The Mediterranean diet
Breakfast is an important meal, and skipping it may lead to health issues in the long run. People who eat breakfast generally have healthier diets, better eating habits, and are less likely to snack throughout the day.
A Mediterranean breakfast typically includes grains, fresh fruits, and vegetables. Here are some ideas for a Mediterranean-style breakfast:
- Overnight Oats: This is a quick and easy option that can be prepared in advance.

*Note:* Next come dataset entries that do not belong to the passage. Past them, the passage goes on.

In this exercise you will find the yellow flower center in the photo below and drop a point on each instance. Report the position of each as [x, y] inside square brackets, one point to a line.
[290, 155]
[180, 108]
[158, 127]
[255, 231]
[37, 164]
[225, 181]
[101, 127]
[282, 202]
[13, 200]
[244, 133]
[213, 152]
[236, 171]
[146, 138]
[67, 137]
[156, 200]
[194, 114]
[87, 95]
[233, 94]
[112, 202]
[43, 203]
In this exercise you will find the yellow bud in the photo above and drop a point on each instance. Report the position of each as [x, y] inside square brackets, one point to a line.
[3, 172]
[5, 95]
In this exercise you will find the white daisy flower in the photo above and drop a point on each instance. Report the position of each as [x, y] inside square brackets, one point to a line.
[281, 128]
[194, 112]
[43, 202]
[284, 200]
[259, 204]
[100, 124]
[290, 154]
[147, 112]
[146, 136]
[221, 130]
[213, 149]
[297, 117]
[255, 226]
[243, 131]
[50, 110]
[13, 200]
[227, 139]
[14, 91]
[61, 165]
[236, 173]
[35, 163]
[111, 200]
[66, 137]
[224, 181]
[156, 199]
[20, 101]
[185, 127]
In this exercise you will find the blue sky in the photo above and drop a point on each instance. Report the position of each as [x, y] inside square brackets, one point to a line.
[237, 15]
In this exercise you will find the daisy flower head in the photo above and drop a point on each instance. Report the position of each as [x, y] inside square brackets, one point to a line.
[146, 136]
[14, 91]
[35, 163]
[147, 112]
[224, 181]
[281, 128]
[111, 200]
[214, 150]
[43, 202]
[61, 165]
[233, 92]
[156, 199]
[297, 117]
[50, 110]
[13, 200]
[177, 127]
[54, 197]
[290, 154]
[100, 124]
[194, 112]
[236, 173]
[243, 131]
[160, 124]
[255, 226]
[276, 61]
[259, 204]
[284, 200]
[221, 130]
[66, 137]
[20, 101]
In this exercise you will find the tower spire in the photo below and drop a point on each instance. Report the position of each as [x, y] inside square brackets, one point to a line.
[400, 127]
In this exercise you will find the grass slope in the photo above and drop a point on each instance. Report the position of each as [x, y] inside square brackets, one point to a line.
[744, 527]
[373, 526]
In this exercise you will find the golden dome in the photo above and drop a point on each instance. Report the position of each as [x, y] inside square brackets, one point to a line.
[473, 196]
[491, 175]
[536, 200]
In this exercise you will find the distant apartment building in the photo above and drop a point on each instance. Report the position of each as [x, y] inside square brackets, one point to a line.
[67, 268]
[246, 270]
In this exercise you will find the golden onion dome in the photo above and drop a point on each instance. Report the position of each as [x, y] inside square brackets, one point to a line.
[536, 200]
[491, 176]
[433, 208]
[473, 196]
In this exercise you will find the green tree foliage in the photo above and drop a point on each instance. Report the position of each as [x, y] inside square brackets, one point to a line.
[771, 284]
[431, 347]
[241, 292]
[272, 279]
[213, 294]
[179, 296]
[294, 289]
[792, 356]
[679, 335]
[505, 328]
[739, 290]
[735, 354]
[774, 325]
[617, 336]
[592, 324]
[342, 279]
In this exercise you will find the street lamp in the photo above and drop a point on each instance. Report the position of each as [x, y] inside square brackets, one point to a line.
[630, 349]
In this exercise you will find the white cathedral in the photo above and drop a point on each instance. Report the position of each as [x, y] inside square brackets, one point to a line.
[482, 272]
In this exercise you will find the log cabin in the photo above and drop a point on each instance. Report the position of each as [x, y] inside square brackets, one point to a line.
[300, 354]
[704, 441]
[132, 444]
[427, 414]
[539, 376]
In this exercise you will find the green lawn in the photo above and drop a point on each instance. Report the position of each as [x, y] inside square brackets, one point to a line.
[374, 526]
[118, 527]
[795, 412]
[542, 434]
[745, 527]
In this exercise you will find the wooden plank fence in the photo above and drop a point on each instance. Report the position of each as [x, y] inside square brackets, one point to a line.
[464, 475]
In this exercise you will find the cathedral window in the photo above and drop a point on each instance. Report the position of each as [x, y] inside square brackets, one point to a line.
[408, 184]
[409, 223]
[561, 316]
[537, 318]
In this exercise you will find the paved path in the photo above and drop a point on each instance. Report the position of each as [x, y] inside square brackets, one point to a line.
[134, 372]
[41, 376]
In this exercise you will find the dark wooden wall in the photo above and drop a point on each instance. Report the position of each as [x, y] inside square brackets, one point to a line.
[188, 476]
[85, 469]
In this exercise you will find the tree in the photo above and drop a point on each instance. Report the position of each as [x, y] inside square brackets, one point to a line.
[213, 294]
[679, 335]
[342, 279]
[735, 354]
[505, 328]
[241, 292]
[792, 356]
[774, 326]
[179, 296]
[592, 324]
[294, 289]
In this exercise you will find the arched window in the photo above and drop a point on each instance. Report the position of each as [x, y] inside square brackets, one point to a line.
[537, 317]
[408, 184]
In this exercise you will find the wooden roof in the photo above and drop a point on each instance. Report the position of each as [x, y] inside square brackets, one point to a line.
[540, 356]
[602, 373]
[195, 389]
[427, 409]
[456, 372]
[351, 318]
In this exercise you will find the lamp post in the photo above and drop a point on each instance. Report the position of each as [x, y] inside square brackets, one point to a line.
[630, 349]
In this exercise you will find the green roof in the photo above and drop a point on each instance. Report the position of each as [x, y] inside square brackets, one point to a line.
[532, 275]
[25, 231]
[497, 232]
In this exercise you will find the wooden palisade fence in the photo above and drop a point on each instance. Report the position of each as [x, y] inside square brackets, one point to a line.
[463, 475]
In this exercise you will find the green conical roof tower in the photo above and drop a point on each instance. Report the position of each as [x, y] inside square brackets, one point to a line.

You can make vegan overnight oats with oatmeal, blueberries, banana, and coconut milk. For a richer taste, you can add ricotta cheese, honey, and chopped figs to your oats.
- Baked Eggs: Inspired by the Greek dish spanakopita, this option includes baking eggs with spinach, onion, feta, and phyllo pastry. These can be made into muffin-sized portions, perfect for a quick breakfast on the go.
- Smoothies and Smoothie Bowls: You can make a satisfying breakfast smoothie with banana, chia seeds, and a fruity base. For a complete meal in a bowl, top it with granola or muesli.
- Veggie Omelet: A protein-rich option, you can pair your omelet with potatoes or toast.
- Avocado Toast: Avocado toast is a simple yet nutritious breakfast option. You can add an egg on top for extra protein.
- Hot Cereal Mix: Make your own healthy hot cereal mix and cook the desired amount for a warm and hearty breakfast.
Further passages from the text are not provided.